My parent’s church follows a handout each Sunday. They use it to guide what is said, when the congregation speaks, what they say, who is leading whom, etc. If you’re crazy enough to skip grabbing a bulletin when you walk in on Sunday morning, you’ll be lost. LOL… But, contained in the bulletin, among other places, are the things you’re expected to do. What do you think would happen if I sat in the front row, and didn’t stand are recite the words when we’re prompted to do so?

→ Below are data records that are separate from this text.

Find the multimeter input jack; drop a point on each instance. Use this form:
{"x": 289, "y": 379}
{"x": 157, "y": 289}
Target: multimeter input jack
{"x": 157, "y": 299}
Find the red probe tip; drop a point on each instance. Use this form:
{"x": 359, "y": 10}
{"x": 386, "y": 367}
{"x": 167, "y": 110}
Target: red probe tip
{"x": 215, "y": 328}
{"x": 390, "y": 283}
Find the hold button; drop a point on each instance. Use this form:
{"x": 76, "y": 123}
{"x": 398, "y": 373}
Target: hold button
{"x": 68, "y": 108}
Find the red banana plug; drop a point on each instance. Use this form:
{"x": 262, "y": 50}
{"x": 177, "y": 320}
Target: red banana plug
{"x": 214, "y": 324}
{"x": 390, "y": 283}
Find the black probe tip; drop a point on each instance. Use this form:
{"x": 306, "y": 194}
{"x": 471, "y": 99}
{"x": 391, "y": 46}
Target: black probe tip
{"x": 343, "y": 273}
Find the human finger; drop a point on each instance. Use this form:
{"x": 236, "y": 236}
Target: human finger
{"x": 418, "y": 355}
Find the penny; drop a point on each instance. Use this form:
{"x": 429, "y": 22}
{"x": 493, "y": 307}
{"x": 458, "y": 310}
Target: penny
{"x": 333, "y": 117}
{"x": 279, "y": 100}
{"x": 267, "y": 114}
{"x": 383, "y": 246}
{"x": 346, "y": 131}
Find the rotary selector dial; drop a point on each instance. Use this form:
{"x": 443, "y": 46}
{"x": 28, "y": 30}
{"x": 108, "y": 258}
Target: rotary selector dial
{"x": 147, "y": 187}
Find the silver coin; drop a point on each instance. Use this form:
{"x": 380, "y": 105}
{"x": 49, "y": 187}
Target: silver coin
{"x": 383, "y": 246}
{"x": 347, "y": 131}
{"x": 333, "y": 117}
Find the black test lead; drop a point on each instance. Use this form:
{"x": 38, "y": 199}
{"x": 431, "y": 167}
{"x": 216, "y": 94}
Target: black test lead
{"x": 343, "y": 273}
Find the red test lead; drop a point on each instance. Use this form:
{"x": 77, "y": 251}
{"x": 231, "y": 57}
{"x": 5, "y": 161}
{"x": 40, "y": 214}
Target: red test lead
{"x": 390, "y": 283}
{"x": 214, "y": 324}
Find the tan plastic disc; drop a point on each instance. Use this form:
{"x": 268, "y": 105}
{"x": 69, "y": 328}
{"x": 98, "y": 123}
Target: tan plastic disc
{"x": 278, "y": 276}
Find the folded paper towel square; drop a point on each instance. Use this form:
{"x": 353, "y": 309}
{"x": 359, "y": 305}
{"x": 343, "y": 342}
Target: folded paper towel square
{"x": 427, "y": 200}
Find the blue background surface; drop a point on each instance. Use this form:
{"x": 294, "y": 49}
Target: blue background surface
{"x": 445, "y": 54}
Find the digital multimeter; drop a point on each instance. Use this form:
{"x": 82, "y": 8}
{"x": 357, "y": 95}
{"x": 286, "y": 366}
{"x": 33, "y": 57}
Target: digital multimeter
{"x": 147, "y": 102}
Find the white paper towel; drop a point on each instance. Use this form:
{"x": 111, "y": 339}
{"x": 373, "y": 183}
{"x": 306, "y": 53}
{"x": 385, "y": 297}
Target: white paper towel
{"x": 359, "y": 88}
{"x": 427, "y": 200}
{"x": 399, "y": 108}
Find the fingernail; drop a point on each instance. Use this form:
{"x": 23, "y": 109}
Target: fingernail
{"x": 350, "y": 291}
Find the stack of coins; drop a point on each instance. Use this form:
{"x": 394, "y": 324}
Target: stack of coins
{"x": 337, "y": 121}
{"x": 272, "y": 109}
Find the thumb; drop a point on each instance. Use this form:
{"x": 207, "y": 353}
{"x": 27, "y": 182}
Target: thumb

What about my own church? Stand for this. Sit for that. Bow your heads and close your eyes to pray. It goes on and on. Communion on the 1st Sunday of the month, like clockwork. Find me where during a church service I’m commanded to sit or stand. Show me where I’m to bow my head and close my eyes during prayer. Should we actually take communion in the literal sense during a church potluck, instead of during predetermined times and only in the sanctuary?
Don’t misunderstand. I’m not seeking to lead or advocate for a church riot or some misplaced exodus. However, I can tell you we’re just about as messed up, biblically, as a culture as I can imagine. Even for biblical standards, and that’s saying a lot. I often worry we’re spending our time on things we shouldn’t, and there is also a touch of dishonesty associated with too much ritual. If we don’t love the Lord with all our hearts and love our neighbor as ourselves, and I’m telling you I don’t think many of us are, then can we possibly justify ourselves to Him when we meet?
It is as if I can hear the Big Guy saying something like, “Well, Michael, it seems you were spectacular at observing the church rituals I didn’t request, but you didn’t actually love your neighbor as yourself, did you?” What am I to do with that? Yeah, we’re all hypocrites, but there can and should be a halt to the length at which we’ll lie to ourselves and others. If we’re feeling good about adhering to insignificant and unimportant rituals, but can’t get the two things right Christ offered us, as we have the gall to tell people we’re saved, I submit to you this isn’t really great witness…
When is church ritual too much? I’m not sure. But, I wonder if we could place as much emphasis and submission to the call as we can on standing for this and setting for that, just how much discipleship we could actually muster? How much better servants of Him might we become?
I pray you’re both salt and light. I pray I can be both, myself.